Sa carrière s’est poursuivie et achevée au sein du COFEB, d’abord en tant que Conseiller du Directeur Général du COFEB de mai 2021 à fin janvier 2023 et Directeur Général du COFEB jusqu’à son départ à la retraite en août 2024. Au sein de ce centre, il a joué un rôle déterminant dans l’orientation stratégique des activités de formation et de recherche économique. Il a également eu l’opportunité de poursuivre, puis de finaliser, d’importants partenariats avec des universités prestigieuses (HEC, HARVARD, PRINCETON, ENSEA en Côte d’Ivoire, etc) ainsi qu’avec des Centres de renommée (ATTF House of training au Luxembourg, l’IBFI en France ou encore le CCBS en Angleterre). Le Centre reste marqué par son passage.
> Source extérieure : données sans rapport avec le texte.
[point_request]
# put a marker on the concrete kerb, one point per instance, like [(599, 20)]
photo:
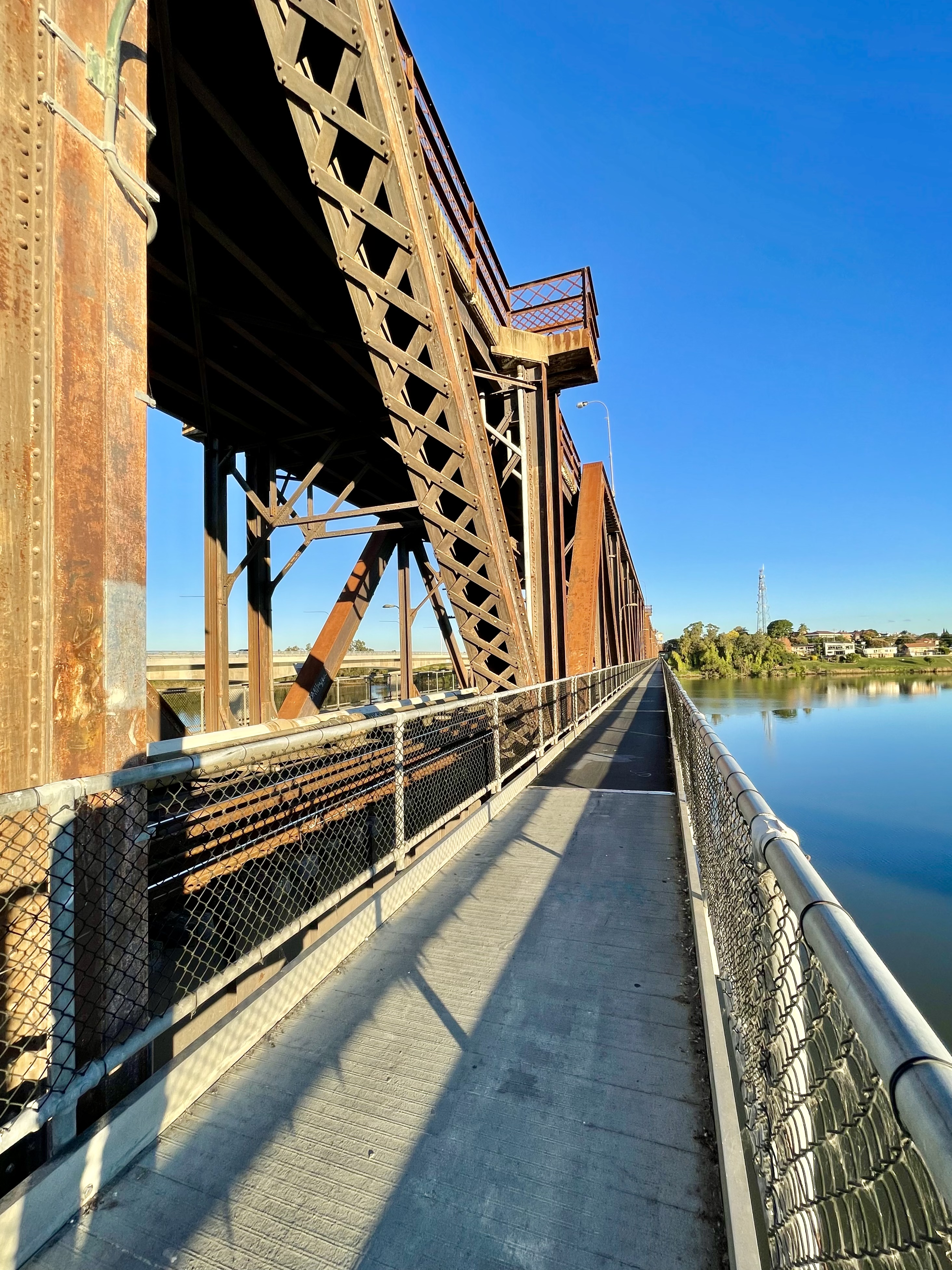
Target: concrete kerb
[(747, 1248), (44, 1203)]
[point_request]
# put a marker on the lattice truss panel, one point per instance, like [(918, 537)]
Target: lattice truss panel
[(343, 94)]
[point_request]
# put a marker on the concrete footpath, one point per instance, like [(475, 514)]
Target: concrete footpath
[(511, 1072)]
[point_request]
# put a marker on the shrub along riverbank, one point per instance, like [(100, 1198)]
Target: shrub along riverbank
[(706, 652)]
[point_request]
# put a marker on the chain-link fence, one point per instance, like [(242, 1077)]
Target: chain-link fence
[(846, 1090), (130, 899)]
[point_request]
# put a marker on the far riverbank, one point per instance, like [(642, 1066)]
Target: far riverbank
[(888, 666)]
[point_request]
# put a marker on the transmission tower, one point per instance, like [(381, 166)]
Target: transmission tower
[(763, 613)]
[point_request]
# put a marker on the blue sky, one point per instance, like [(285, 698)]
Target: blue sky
[(765, 196)]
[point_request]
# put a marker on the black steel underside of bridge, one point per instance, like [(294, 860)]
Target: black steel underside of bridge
[(243, 258)]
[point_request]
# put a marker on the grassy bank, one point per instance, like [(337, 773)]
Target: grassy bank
[(889, 666)]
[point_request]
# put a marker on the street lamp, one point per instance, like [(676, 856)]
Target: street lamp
[(581, 406)]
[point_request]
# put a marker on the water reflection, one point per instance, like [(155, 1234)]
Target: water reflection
[(860, 766)]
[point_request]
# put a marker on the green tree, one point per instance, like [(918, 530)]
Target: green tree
[(780, 629)]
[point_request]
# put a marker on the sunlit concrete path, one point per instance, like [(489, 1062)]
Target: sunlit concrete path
[(508, 1074)]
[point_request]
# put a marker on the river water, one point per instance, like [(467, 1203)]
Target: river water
[(862, 770)]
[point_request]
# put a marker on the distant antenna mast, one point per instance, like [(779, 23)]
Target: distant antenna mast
[(763, 613)]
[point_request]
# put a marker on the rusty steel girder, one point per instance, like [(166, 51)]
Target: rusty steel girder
[(607, 623), (73, 357)]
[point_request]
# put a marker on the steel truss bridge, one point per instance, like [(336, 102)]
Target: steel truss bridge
[(267, 234), (593, 1005)]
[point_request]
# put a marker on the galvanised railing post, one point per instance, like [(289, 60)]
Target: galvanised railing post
[(497, 751), (63, 969), (399, 821)]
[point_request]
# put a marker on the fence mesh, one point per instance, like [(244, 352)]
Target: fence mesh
[(120, 906), (842, 1183)]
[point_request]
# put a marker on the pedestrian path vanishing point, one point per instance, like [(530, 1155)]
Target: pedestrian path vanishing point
[(511, 1072)]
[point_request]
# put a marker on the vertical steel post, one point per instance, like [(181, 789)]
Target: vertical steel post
[(497, 750), (407, 656), (216, 601), (63, 969), (259, 476), (399, 825)]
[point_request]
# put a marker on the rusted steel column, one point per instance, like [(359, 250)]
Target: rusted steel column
[(431, 580), (216, 597), (259, 476), (73, 277), (587, 568), (407, 619), (319, 671)]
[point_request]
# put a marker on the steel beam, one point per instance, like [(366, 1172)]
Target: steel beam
[(583, 651), (259, 474), (323, 665), (73, 356), (216, 594), (407, 619)]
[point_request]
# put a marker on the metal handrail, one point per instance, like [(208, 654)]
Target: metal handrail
[(911, 1058)]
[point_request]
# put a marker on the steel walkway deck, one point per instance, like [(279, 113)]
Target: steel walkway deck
[(509, 1074)]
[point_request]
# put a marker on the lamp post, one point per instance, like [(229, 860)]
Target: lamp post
[(581, 406)]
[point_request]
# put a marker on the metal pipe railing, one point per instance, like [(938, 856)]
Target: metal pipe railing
[(913, 1063)]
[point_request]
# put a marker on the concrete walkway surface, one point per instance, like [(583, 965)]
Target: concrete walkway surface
[(508, 1074)]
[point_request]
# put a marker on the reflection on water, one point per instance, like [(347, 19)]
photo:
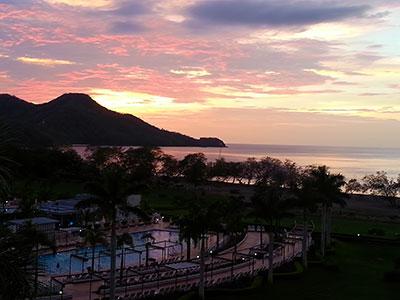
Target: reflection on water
[(60, 263), (353, 162)]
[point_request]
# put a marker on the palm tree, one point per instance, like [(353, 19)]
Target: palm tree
[(233, 213), (110, 194), (328, 189), (122, 240), (269, 205), (203, 216), (94, 238), (35, 239), (149, 239), (17, 278), (6, 174), (305, 199)]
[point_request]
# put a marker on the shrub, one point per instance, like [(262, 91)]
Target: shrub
[(392, 276)]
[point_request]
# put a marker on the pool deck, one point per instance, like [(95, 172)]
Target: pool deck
[(251, 264)]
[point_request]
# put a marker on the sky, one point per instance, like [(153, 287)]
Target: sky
[(312, 72)]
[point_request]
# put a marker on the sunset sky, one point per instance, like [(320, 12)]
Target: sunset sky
[(314, 72)]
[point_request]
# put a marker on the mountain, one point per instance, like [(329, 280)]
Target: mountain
[(78, 119)]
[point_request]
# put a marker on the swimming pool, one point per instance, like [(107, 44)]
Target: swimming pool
[(77, 261)]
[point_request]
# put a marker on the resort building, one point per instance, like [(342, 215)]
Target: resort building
[(45, 225)]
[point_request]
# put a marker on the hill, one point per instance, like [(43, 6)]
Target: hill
[(78, 119)]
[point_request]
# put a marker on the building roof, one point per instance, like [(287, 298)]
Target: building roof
[(64, 206), (35, 221)]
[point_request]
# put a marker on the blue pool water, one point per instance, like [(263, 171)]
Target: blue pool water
[(62, 261)]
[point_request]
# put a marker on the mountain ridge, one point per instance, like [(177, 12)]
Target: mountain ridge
[(76, 118)]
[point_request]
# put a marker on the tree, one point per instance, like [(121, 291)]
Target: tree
[(380, 185), (110, 193), (149, 239), (305, 199), (17, 279), (6, 173), (233, 211), (250, 167), (353, 186), (122, 240), (203, 216), (101, 157), (169, 167), (141, 163), (194, 168), (34, 239), (94, 238), (269, 205), (327, 188)]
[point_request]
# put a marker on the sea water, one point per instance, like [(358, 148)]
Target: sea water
[(353, 162)]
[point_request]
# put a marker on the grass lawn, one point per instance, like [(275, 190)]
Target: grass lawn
[(359, 277)]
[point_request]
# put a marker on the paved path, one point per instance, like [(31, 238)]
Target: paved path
[(250, 264)]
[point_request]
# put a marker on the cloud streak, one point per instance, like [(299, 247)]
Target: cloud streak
[(273, 13)]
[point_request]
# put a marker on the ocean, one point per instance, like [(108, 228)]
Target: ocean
[(353, 162)]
Depuis son départ définitif de la Banque Centrale, l’intéressé met désormais son expérience au service de Conseils d’Administration, notamment celui BAOBAB SAS dans le secteur de la microfinance et de NSIA dans le domaine de la bancassurance, tout en poursuivant diverses activités de consultationet de recherche économique. Il est également un membre assidu de l’Institut français des Administrateurs (IFA), un réseau de référence pour les administrateurs en France.
Des quelques témoignages recueillis incidemment auprès de personnes à la BCEAO, il ressort que la carrière de Monsieur KODJO est un précieux témoignage de dévouement et de persévérance au service de grands objectifs communs. Il a laissé l’image d’un manager d’exception, motivé, exigeant et profondément engagé.
Cette phrase prononcée aura marqué ses collaborateurs: «Je ne sais pas si le mot »retraite » est le plus approprié pour vous dire au revoir, car je n’ai jamais véritablement compris sa signification tant que l’on conserve la santé, la passion et la foi. ». Ces mots résument bien l’état d’esprit qui l’a animé tout au long de sa carrière au sein de la grande famille qu’est la BCEAO, une institution où le travail acharné est une valeur cardinale, dans un contexte où tant de défis restent encore à relever sur le continent africain.